As the Telecom Regulatory Authority of India (Trai) gets into the final lap to finalise the new interconnect user charge (IUC), the country’s third largest telecom operator, Idea Cellular, on Thursday dashed off its second letter to the regulator, offering its solution on the matter, for which it is open to further discussions with the Authority.
Since the general perception is that Trai wants to move to the bill and keep model for termination rates (which means zero), as against 14 paise per minute currently, because the cost of termination on 4G Volte network is very low, Idea Cellular’s managing director Himanshu Kapania, in his letter to Trai chairman RS Sharma, has said that today more than 95% of the voice calls terminate on non-VoLTE networks. He has written that VoLTE-based 4G termination of calls is less than 5%.

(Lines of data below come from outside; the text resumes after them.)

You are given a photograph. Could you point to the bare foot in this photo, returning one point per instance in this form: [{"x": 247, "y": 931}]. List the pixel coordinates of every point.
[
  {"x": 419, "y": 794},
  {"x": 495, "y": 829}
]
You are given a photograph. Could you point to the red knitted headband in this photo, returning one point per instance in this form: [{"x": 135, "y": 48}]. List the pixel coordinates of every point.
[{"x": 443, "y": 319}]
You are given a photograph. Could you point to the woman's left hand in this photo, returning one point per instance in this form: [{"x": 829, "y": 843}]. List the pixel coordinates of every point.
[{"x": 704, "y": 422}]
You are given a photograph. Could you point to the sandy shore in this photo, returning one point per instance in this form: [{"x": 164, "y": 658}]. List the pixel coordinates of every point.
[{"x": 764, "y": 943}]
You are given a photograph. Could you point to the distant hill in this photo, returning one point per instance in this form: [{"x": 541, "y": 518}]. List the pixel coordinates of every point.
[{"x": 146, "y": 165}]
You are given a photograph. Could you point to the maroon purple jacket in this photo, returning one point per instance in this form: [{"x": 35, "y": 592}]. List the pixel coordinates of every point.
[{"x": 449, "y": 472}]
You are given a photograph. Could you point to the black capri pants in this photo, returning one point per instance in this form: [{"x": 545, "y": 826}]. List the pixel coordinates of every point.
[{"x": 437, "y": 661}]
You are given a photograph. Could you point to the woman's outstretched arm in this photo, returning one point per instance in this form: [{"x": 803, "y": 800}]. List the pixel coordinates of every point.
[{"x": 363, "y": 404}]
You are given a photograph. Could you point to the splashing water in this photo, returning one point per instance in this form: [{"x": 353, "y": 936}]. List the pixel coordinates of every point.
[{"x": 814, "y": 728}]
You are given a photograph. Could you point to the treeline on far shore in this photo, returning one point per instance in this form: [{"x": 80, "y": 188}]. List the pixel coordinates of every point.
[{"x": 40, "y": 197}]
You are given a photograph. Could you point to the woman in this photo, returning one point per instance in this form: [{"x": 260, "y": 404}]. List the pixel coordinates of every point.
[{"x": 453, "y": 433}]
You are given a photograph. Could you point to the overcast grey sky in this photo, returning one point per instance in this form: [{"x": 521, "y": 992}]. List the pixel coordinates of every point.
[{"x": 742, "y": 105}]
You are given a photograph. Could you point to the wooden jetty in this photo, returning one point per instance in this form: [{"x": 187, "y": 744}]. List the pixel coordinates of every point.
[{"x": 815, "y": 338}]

Putting his case for not moving to a BAK model, which suits just one operator (a reference to Reliance Jio, which has a fully-Volte network), Kapania has offered two solutions on fixing the new rates. He has said that the authority can bifurcate the total traffic terminating on Volte and non-Volte networks, and then on the basis of cost data and weightage between the two types of networks arrive at the new rates.
Alternatively, he has suggested that each operator segregate the traffic terminating on Volte and non-Volte networks and accordingly, the authority fixes the rate for the two on real-time traffic trends.
Prior to Kapania’s letter, Aditya Birla group (owners of Idea) chairman Kumar Mangalam Birla had also written a letter to the Trai chairman on August 21, basically urging the regulator to share its costing methodology with the operators so that the consultation process could take place in a transparent manner.
Speaking to FE, Kapania said that it is a “myth” that termination cost of 4G network is cheaper or 4G VoLTE is cheaper.
He said that first and foremost, the termination cost of the above should be verified, which is not verified as of now. “If the government verifies the cost and it is found to be lower — then the traffic between 2G, 3G and 4G is 95%, while traffic between VoLTE is 5%. Our cost is 30 paisa and assume the VoLTE cost is 20 paisa, though we do not know what it is, so one way to resolve this is to use weighted average and arrive at an IUC rate.”
He said Idea’s choice is the proposal of weighted average cost for determining the IUC rates, but it would be okay in case the regulator decides for the second option.
He said that a BAK regime would benefit only one operator at the cost of all other existing operators due to persisting high asymmetry of voice traffic in the range of 9-10:1, even after one full year of operations and a large subscriber base.
According to rough estimates drawn up by Kotak Institutional Equities, if mobile termination rate is made zero for Bharti Airtel, it would mean a direct hit of 10-11% or Rs 1,800-2,000 crore to its wireless Ebitda per quarter. Similarly, for Idea Cellular, the hit would be around 16-17% or Rs 1,100-1,200 crore per quarter.
However, for Reliance Jio it would mean a saving of nearly Rs 7,000-7,500 crore in its interconnect bill on a quarterly basis.
According to Kotak’s estimates, even if there is a 50% cut in termination rates for Bharti, this would mean a direct 5.5% hit to its Ebitda and 8-9% for Idea. Quite the contrary for Jio, it would mean annualised saving of Rs 2,700 crore. Kotak has estimated that Jio’s net interconnect bill currently runs at around Rs 4,500 crore per month.